Featured Function Operation
- Intelligent Field Extraction
Docstrange allows the user to specify the fields to be extracted, such as invoice number, amount or contract date. For example, when processing invoices:docstrange invoice.pdf --output json --extract-fields invoice_number vendor_name total_amount
The tool automatically recognizes relevant fields in the document and returns structured JSON data. This is ideal for scenarios where key information needs to be extracted quickly.
- Form Extraction
For documents containing complex tables, Docstrange can accurately extract the tables and convert them to Markdown or HTML format. For example:result = extractor.extract("financial_report.pdf") html_table = result.extract_html() print(html_table)

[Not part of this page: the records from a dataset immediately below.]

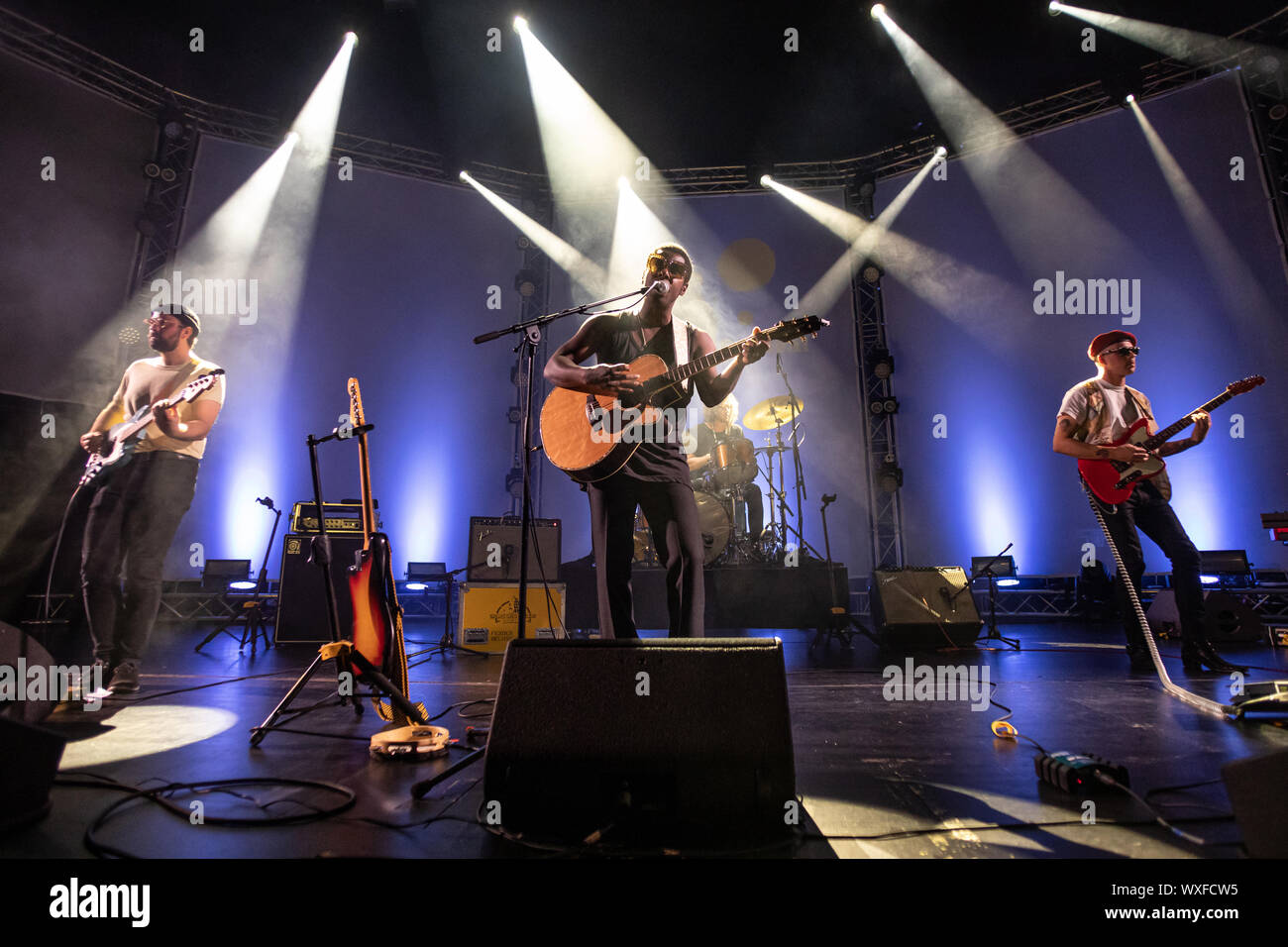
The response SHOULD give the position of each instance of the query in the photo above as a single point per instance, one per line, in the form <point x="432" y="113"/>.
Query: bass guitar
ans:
<point x="591" y="436"/>
<point x="124" y="438"/>
<point x="377" y="633"/>
<point x="1113" y="480"/>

The output form retains its original structure and is suitable for direct use in web pages or document editing.
- local processing mode
To protect data privacy, users can enable local processing mode:extractor = DocumentExtractor(cpu=True) result = extractor.extract("document.pdf") print(result.extract_markdown())
Local mode eliminates the need to send data to the cloud and is suitable for sensitive document processing.
- JSON Schema Support
Users can define JSON schemas to ensure that the output data conforms to a specific structure. For example, processing contract documents:schema = { "contract_number": "string", "parties": ["string"], "total_value": "number", "start_date": "string" } structured_data = result.extract_data(json_schema=schema) print(structured_data)
This approach is suitable for data output scenarios that require standardization.
caveat
- Cloud mode requires a stable internet connection and it is recommended to use an API key for faster processing.
- Native mode requires an additional OCR dependency to be installed, see the GitHub documentation for specific requirements.
- Currently the tool does not support the processing of handwritten documents and is suitable for processing printed or electronic documents.
application scenario
- academic research
Researchers can use Docstrange to convert PDF files of academic papers into Markdown format, preserving the table and text structure for further analysis or importing into a knowledge base. - financial management
Business users can extract key fields (e.g. amount, date) from invoices, receipts or financial reports and export them to JSON or CSV for easy import into financial software. - Legal Document Processing
Attorneys can quickly extract key clauses or signature information from contracts to generate structured data and streamline the contract review process. - data analysis
Data analysts can extract tables from web pages or Excel files into CSV format for data visualization or machine learning model training.
QA
- What file formats does Docstrange support?
It supports data extraction from PDF, Word, Excel, PowerPoint, images (PNG, JPG, etc.) and web page URLs. - How do you ensure data privacy?
Users can choose between local CPU or GPU processing modes, and data is not uploaded to the cloud, making it suitable for handling sensitive documents. - Do I have to pay to use it?
Docstrange is an open source tool and is free to use. Cloud mode requires registration of a NanoNets account for API keys, and free accounts have usage limits. - Can you handle handwritten documents?
Currently Docstrange mainly supports printed or electronic documents, with limited handling of handwritten documents.